Leigh Davies
- Born: Leigh Barry Davies 20 February 1976 (age 49) Neath, Neath Port Talbot, Wales
- Height: 6 ft 0 in (1.83 m)
- Weight: 15st 7 lb (99 kg)

Rugby union career
- Position: Centre

Amateur team(s)
- Years: Team / Apps / (Points)
- Neath RFC
- Cardiff RFC
- Bristol RFC
- 2000–03: Llanelli RFC
- 2003–05: Llanelli Scarlets
- 2005–06: Ospreys

International career
- Years: Team / Apps / (Points)
- 1996–2003: Wales / 21 / (20)

= Leigh Davies =

Wales international rugby union player

Leigh Davies is a former international Wales rugby union player. A centre, he was known for his strength and direct running.
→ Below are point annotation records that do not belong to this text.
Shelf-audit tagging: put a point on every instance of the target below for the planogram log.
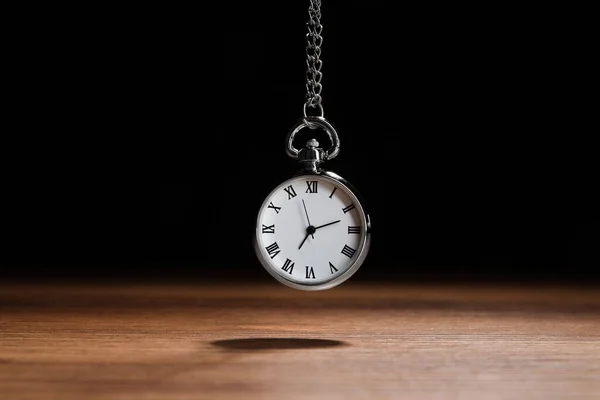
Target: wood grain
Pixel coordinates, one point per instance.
(355, 341)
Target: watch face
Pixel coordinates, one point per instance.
(312, 232)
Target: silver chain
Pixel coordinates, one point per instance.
(314, 40)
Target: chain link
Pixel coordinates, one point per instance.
(314, 40)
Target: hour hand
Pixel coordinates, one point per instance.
(309, 231)
(330, 223)
(307, 218)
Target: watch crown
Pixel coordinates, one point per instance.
(312, 143)
(311, 155)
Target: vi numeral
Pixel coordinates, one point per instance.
(269, 229)
(288, 266)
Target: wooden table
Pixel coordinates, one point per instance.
(357, 341)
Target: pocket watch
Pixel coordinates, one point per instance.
(313, 230)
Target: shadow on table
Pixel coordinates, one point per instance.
(261, 344)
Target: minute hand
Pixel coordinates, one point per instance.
(331, 223)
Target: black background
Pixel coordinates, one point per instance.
(148, 138)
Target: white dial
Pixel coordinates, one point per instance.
(312, 232)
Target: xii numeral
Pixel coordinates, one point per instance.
(312, 186)
(273, 250)
(269, 229)
(353, 230)
(290, 191)
(348, 208)
(348, 251)
(274, 207)
(288, 266)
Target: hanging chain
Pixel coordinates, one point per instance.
(314, 40)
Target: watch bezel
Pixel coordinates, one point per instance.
(362, 250)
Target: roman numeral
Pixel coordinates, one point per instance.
(353, 229)
(312, 186)
(273, 250)
(332, 268)
(290, 191)
(348, 251)
(348, 208)
(310, 273)
(288, 266)
(269, 229)
(274, 207)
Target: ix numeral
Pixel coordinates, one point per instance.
(353, 230)
(269, 229)
(273, 250)
(348, 208)
(274, 207)
(312, 186)
(290, 191)
(288, 266)
(348, 251)
(332, 268)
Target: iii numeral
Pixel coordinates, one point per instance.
(353, 230)
(274, 207)
(312, 186)
(348, 208)
(273, 250)
(269, 229)
(348, 251)
(290, 191)
(332, 268)
(288, 266)
(331, 195)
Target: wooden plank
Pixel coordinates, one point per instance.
(355, 341)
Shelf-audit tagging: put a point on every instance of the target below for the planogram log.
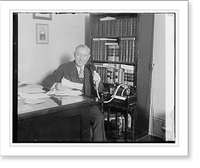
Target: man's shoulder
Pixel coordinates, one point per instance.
(67, 65)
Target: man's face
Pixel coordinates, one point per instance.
(81, 56)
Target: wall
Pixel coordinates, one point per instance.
(162, 88)
(36, 61)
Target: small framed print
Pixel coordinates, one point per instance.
(43, 16)
(42, 33)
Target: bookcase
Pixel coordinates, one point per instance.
(117, 42)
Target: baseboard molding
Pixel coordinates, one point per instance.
(155, 127)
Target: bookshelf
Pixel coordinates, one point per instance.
(113, 46)
(113, 49)
(121, 48)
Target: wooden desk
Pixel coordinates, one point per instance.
(55, 120)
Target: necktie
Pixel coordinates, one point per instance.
(80, 74)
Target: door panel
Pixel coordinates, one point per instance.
(145, 47)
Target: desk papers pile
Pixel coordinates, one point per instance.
(31, 94)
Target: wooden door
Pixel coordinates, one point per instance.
(144, 66)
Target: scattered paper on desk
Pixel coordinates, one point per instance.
(72, 85)
(24, 107)
(69, 93)
(33, 101)
(33, 96)
(30, 90)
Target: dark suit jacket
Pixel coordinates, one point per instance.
(69, 71)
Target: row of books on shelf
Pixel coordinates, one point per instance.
(114, 27)
(105, 49)
(116, 73)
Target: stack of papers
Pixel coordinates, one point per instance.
(31, 93)
(67, 92)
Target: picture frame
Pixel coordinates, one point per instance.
(42, 33)
(42, 16)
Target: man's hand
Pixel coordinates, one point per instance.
(60, 87)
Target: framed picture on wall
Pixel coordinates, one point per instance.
(43, 16)
(42, 33)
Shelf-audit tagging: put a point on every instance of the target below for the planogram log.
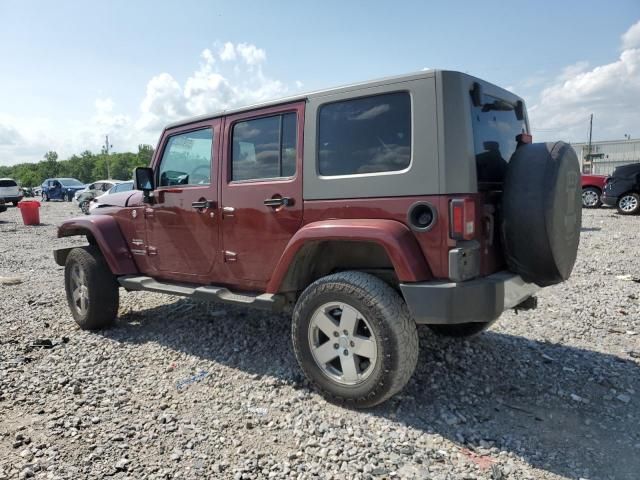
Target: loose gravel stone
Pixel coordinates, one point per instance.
(179, 389)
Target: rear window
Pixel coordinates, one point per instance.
(365, 135)
(495, 127)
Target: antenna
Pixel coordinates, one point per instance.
(106, 148)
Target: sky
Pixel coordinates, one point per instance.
(73, 71)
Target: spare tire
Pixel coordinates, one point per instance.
(542, 212)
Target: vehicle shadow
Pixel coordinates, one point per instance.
(565, 410)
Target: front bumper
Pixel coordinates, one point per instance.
(480, 300)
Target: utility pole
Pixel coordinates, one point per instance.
(589, 147)
(106, 151)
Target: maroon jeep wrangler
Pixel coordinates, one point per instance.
(363, 210)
He played rugby for various clubs including stints at Neath RFC, Cardiff RFC, Bristol RFC, Llanelli RFC. In 2003 he was the first captain of the Llanelli Scarlets region. He left the Scarlets during the 2004–05 season to travel the world. In 2005 he was signed by the Scarlets' rivals the Ospreys who were in their first season at the Liberty Stadium. Davies released the following Season.